Here's where your prior hard work starts to be more useful. Your summary should be taking into account the job you want to do. It should be drawing on some of your skills lists (pick the top skills) as well as your stories, facts and figures. It should proverbially scream at the reader that you just might be the right person for the job.
For example: Remember Sammy sales rep from the last exercise? Let's say Sammy's spotted a sales supervisor job for a sporting goods company that he really respects. Sammy might say something like, "Senior sales rep / manager with 10 years experience at XXX Sports Retailer, XXX Wholesale Sporting Goods and XXX Sports Manufacturer. Promoted to sales manager by two previous employers and have led teams of up to 20 individuals to exceed companies' performance expectations. Supervised new sales representatives' initial client calls in the field as well as a team of retail sales people in a large store generating $XX,XXX.XX in receipts daily. Exceeded last year's personal sales quota by 500%."

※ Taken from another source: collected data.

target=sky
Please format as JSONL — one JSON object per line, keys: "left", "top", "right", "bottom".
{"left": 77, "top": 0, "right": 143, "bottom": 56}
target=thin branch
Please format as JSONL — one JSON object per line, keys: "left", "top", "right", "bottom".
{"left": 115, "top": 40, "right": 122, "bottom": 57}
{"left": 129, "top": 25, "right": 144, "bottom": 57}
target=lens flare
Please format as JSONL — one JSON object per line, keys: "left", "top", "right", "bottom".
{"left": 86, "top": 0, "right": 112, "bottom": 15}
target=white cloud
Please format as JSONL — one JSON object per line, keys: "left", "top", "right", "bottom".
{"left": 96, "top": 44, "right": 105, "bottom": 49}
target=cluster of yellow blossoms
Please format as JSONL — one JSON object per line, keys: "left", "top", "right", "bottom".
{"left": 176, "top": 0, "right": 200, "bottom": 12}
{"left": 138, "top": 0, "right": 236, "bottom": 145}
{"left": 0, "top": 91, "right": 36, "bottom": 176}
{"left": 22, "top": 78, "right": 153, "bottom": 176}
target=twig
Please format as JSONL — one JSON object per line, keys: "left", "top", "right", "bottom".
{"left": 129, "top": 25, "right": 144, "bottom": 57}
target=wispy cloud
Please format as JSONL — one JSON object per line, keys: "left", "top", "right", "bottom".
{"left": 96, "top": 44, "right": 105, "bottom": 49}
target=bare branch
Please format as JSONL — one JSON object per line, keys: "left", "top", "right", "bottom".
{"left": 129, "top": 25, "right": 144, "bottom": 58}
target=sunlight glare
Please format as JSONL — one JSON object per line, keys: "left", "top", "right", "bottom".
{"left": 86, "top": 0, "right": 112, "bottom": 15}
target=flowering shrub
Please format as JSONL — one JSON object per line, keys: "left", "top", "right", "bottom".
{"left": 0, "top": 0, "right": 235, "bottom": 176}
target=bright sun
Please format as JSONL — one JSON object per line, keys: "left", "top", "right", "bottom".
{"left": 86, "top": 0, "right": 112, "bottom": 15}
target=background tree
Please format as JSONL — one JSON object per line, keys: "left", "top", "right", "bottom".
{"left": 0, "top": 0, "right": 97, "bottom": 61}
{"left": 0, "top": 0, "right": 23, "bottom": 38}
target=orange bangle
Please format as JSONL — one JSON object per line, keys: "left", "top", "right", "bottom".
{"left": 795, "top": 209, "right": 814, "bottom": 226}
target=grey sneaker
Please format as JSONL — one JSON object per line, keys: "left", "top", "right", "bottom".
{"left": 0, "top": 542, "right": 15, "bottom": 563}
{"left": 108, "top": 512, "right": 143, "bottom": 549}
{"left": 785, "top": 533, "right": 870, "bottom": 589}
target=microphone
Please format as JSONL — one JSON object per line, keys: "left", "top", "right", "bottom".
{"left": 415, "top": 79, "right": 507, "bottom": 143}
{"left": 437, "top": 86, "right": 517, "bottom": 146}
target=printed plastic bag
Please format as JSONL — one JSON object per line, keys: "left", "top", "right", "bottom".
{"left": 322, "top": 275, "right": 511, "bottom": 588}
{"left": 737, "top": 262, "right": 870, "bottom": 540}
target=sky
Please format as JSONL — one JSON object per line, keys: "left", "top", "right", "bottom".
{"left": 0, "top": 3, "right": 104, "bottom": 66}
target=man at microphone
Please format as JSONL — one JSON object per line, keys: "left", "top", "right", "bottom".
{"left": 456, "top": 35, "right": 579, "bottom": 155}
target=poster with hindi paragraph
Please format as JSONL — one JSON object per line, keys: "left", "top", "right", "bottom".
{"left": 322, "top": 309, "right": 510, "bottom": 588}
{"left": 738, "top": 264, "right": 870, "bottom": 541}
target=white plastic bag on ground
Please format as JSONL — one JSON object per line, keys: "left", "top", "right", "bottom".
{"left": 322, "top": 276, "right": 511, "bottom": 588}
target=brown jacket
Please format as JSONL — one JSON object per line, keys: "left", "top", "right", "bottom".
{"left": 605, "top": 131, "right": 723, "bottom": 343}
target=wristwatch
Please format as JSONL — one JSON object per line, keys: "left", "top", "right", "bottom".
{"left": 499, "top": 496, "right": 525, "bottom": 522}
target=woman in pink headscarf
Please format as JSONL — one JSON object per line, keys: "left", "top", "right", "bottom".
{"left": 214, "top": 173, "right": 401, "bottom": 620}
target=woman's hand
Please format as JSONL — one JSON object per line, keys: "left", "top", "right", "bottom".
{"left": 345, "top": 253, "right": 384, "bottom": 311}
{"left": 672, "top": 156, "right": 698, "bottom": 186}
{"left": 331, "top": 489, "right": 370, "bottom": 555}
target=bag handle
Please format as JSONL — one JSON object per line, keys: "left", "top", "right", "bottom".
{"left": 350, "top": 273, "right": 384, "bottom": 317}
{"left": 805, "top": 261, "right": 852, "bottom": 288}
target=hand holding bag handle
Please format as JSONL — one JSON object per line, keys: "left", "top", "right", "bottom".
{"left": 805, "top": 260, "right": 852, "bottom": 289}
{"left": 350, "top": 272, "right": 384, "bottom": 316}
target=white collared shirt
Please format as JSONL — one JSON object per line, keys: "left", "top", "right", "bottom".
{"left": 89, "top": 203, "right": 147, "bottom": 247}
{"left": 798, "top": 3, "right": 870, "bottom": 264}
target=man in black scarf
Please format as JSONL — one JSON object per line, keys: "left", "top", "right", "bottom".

The purpose of the summary is to help snag the reader's attention. If I were the recruiter trying to fill the sales supervisor position, I'd at least read more of Sammy's resume. If the rest of the resume continued to look good, I'd be happy to call Sammy and see what else I could find out.
Some notes to ponder about summaries:
These are not the resume version of a 25 words or less "elevator speech" you may have learned to draft in some job hunting seminars. I imagine if Sammy approached a casual acquaintance with something like his summary above, he'd leave them speechless. Which is, of course, not the desired effect. Your resume summary can be much more detailed than a verbal introduction, while still being short. It should provide enough interesting information to make the reader want to read further.
It's fair game to rewrite your summary for each job you apply to if you feel different aspects of your background will be more appealing to different employers. You probably won't have to do much of this, but consider it so that you're spot on.
Not all recruiters read the summary first. They may skip ahead directly to the chronological portion of your resume. Don't be disappointed or put off by this. Resist the temptation to ask a recruiter if they really read your resume if they call and ask you something you wind up thinking of as a stupid question. Remember Sally recruiter? If she spent more than a couple of minutes on your resume, you're lucky.
Even if a recruiter doesn't read your summary before calling you, they may use it later to help them quickly describe you to their hiring manager. They may use it as a memory jogger when comparing you to a stack of other candidates. And, some recruiters may use it to enter a quick summary of who you are into their Applicant Tracking System. Your summary may have more readers than you ever guessed.
Assignment #6 Write your summary. Make sure it paints a picture of you as a good fit for the job you seek.
Not sure you've hit the mark?
Take a copy of your summary to your best friend along with the job you're considering applying for and get some feedback.
Take a copy of your summary to someone who might not know you as well and ask them for what kind of job they think you ought to apply. You might be surprised by the results. (We do this in class and it's interesting to see the results.)
Working through your resume with a bunch of people doing the same thing? Have everyone bring in a copy of their summary (or objective, if that's what they've got) and a job in which they're interested. Bring enough copies of both for everyone in the group. Mix them up and pass them out separately. See who the group assigns to which job. Ask why.
Edit your summary until you're sure you've got a clear picture that will appeal to the people you most want to reach.